Top stories: the appendix’s secret seeds, earthquake warnings, and a halted heart repair trial
Seeds of Parkinson’s disease may hide in the appendix
We tend to ignore the appendix unless it gets inflamed and needs cutting out. But a new study suggests this enigmatic organ in the gut harbors a supply of a brain-damaging protein involved in Parkinson’s disease—even in healthy people. The study is the largest yet to find that an appendectomy early in life can decrease a person’s risk of Parkinson’s or delay its onset.
California’s new earthquake warnings deliver critical seconds of notice
The U.S. Geological Survey has released ShakeAlert, its earthquake early warning system. If all goes as planned, a dense network of seismometers on the U.S. West Coast will detect the first waves of an earthquake and relay warnings to first responders, power companies, transit agencies, and in later iterations, the public. But the initial, ambitious promises of detecting distant earthquakes far in advance have been tempered by the complex, unpredictable ways faults fracture. Even the mere seconds of warning the system is now able to produce are considered a major victory.

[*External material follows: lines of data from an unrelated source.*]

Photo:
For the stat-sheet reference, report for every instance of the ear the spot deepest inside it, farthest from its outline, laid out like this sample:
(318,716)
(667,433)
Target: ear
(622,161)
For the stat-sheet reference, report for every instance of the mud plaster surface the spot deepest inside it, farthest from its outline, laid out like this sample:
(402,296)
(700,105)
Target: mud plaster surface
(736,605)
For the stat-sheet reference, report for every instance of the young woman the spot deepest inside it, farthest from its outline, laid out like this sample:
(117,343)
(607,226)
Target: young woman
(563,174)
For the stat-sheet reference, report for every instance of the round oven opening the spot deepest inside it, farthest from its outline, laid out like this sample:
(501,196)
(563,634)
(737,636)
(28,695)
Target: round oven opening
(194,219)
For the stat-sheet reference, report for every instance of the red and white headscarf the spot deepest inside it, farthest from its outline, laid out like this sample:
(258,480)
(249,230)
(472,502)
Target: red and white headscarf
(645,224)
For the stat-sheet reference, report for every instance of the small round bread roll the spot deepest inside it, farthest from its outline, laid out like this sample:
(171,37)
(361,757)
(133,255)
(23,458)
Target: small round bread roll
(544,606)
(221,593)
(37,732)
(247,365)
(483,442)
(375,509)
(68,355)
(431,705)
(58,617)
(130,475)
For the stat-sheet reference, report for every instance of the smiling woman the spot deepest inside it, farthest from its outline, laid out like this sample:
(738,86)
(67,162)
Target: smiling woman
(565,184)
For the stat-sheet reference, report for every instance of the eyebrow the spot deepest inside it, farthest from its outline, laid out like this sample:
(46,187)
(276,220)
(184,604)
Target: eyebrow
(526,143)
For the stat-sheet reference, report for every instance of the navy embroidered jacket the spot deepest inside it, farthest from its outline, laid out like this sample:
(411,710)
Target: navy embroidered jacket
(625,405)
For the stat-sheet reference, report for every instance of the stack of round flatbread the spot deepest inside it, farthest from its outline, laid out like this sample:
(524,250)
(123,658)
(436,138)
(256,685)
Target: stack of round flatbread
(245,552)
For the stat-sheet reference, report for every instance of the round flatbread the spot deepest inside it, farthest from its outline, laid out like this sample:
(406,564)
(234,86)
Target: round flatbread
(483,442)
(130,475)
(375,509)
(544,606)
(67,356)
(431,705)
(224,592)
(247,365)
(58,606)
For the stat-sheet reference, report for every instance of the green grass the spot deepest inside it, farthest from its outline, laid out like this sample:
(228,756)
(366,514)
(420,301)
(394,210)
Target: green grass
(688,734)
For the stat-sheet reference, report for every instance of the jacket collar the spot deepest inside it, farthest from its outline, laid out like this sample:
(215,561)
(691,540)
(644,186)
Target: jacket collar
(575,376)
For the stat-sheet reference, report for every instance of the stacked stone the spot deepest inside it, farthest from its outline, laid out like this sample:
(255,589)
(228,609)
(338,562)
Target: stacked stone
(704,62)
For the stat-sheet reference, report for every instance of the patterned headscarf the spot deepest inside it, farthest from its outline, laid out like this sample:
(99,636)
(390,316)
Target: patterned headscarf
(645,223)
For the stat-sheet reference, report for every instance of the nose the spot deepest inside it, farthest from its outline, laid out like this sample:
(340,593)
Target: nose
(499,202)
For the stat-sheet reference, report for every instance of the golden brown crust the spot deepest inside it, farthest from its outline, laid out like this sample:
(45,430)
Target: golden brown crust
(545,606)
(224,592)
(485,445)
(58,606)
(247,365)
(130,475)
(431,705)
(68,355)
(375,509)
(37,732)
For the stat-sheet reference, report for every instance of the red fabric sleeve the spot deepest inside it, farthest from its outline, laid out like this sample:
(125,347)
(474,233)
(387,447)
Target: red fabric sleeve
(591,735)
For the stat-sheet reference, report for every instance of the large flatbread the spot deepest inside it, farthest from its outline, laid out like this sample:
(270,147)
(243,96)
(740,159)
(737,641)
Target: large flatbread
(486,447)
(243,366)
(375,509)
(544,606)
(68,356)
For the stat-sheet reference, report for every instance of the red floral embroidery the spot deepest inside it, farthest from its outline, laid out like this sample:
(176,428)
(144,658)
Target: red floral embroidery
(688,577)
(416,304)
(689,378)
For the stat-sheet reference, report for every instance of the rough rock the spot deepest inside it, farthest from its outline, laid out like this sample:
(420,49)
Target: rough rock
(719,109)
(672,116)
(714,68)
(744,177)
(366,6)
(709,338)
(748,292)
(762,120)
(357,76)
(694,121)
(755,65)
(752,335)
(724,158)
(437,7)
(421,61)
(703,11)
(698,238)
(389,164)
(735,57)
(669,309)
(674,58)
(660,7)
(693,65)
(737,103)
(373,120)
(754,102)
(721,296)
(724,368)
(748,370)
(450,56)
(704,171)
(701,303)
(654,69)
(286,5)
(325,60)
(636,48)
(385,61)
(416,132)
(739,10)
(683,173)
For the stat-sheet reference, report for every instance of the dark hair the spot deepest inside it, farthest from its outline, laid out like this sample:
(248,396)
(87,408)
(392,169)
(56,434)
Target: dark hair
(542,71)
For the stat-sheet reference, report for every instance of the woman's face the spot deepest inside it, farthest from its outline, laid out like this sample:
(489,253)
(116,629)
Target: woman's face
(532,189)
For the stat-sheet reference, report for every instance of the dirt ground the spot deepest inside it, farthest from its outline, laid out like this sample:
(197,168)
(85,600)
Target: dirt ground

Federal officials pause trial testing stem cells for heart disease
This week, federal officials paused a clinical study on the potential of stem cells to repair the heart, citing the news that Harvard University plans to retract 31 papers from cardiac researcher Piero Anversa, many of which were foundational to the trial. Some critics of Anversa’s work say studies like the now-halted trial should never have started, given long-standing questions about how—and whether—the cells Anversa identified might repair heart tissue.
This ‘two-faced’ membrane can create electricity—from nothing but salty water
Researchers have developed a “two-faced” membrane with different properties on either side capable of harvesting electric energy via osmosis, in which dissolved particles move spontaneously to balance their concentrations. In this case, the membrane helps efficiently shuttle salt ions from seawater into less salty freshwater, generating an electric current along the way.
New generation of ‘flow batteries’ could eventually sustain a grid powered by the sun and wind
With the rise of wind and solar power, energy companies are looking for batteries to keep the power flowing when the sun doesn’t shine and the wind fails. Giant devices called flow batteries use tanks of electrolyte capable of storing enough electricity to power thousands of homes for many hours. But most flow batteries rely on vanadium, a somewhat rare and expensive metal, and alternatives are short-lived and toxic. Last week, researchers reported overcoming many of these drawbacks with a potentially cheap, long-lived, and safe flow battery.